John Eaton, composer, Died at 85

  Music

John Charles Eaton was born on March 30, 1935, and died on December 2, 2015.

He was an American composer (Anon. n.d.(a); Morgan 2001), recipient of the Prix de Rome, Guggenheim Fellow (Morgan 2001), MacArthur Fellow and professor emeritus of composition at the University of Chicago (Anon. 2008).

John was born in Bryn Mawr, Pennsylvania.

He attended Princeton University, where he graduated in 1957 (Morgan 2001).

John later lived in Rome (1957 to 1968), returning to Princeton to earn a Ph.D. in 1970 (Anon. n.d.(c)).

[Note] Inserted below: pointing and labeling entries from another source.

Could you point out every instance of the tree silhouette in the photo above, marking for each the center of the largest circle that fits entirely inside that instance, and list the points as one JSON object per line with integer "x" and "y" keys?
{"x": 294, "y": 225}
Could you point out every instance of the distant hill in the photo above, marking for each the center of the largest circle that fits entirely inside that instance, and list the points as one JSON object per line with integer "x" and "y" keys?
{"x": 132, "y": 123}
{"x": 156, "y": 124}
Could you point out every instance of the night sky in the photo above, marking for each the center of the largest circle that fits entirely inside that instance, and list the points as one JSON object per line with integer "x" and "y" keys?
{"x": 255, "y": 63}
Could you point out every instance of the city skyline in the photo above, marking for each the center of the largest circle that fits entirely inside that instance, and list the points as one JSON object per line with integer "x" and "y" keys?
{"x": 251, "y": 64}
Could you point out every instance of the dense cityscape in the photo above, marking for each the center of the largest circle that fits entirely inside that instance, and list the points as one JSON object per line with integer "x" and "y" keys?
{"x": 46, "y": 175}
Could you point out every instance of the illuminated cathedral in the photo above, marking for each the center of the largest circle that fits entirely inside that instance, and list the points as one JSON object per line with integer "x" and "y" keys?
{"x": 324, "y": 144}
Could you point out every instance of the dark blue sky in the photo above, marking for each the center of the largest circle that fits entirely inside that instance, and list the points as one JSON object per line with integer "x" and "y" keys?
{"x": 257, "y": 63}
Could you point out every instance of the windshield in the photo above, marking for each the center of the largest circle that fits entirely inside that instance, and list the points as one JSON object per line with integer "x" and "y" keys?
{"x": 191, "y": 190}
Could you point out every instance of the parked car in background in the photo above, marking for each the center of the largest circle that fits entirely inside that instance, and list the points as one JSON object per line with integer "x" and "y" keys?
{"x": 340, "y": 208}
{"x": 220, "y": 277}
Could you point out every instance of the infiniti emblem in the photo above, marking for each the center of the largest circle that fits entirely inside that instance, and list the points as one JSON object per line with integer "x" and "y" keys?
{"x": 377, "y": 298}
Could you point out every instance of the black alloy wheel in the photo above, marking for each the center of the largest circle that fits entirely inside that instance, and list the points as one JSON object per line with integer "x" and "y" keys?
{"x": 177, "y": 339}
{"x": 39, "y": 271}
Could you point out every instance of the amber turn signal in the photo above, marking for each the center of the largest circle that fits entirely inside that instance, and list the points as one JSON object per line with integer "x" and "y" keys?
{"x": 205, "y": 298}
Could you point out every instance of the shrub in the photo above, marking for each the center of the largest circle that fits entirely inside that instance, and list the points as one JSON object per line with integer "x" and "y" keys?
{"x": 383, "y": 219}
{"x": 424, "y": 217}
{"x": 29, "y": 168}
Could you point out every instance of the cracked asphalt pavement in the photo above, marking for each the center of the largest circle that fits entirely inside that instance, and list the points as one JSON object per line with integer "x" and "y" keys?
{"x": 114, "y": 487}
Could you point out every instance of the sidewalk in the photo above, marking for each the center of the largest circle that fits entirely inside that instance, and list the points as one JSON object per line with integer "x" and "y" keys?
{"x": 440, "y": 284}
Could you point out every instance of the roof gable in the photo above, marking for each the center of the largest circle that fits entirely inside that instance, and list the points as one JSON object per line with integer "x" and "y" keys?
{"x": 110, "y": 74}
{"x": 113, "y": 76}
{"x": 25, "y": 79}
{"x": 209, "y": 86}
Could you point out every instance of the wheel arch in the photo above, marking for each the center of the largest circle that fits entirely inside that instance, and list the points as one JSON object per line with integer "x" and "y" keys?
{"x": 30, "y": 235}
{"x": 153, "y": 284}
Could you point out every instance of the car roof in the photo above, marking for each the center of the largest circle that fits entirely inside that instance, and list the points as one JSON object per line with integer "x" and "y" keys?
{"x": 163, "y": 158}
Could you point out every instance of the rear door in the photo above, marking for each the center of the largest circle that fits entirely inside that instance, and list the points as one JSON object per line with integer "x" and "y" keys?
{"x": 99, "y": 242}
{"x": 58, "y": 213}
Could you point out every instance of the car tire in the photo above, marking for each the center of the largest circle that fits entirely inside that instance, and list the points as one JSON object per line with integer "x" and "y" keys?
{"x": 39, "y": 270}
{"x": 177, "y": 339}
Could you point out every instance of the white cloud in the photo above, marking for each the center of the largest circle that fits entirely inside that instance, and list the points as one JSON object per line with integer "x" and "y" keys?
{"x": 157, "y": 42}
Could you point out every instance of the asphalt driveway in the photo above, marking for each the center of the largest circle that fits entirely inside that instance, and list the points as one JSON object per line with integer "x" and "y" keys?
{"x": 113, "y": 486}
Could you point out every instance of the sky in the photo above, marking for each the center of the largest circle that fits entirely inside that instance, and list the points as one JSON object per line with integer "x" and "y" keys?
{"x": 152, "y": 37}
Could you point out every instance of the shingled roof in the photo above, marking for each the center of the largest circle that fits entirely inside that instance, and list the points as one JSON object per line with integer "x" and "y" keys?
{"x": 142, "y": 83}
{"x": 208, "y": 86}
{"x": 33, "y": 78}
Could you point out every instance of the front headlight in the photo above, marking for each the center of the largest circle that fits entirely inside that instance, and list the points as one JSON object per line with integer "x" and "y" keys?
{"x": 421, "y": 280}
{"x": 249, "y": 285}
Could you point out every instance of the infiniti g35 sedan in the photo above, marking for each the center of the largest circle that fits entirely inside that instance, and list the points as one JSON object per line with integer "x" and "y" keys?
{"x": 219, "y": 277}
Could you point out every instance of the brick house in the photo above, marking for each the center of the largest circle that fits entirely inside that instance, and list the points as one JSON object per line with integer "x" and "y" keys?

He subsequently held faculty appointments at Indiana University (1970–1992) and the University of Chicago (1989–1999) (Morgan 2001; Anon. n.d.(b)).

John was a prominent composer of microtonal music, and worked with Paul Ketoff and Robert Moog during the 1960s in developing several types of synthesizers (Chadabe 1967; Frankenstein 1968; Morgan 2001).

He innovated a compositional genre called pocket opera, operas scored for a small cast of vocalists and a chamber group.

His most famous opera is The Cry of Clytaemnestra (1980), a re-telling of some of the events surrounding the Trojan War from the perspective of Agamemnon’s wife Clytaemnestra, which has been hailed as the first feminist opera.

It was premièred in Bloomington, at the Indiana University Opera Theater, on 1 March 1980, and received a number of subsequent productions, most notably in New York and California (Morgan 1992b).

John Eaton’s opera, The Tempest, with a libretto by Andrew Porter after William Shakespeare, was premièred at the Santa Fe Opera on 27 July 1985 (Morgan 1985a; Morgan 1992c; Morgan 2001), and subsequently performed in the autumn of 1986 at the Indiana University School of Music (Anon. 2010).

During his tenure at the University of Chicago, Eaton concentrated on works for smaller ensembles, including chamber operas that involved the dramatic participation of the instrumentalists alongside the singers.

John founded and directed The Pocket Opera Players, a professional troupe dedicated to the performance of his works in this genre, and occasionally those of fellow composers interested in the form.

He continued to lead the Pocket Opera Players in New York City, after his retirement from Chicago in 2001.

John passed away in New York City, on December 2, 2015.

His works can be researched through the American Composers Alliance.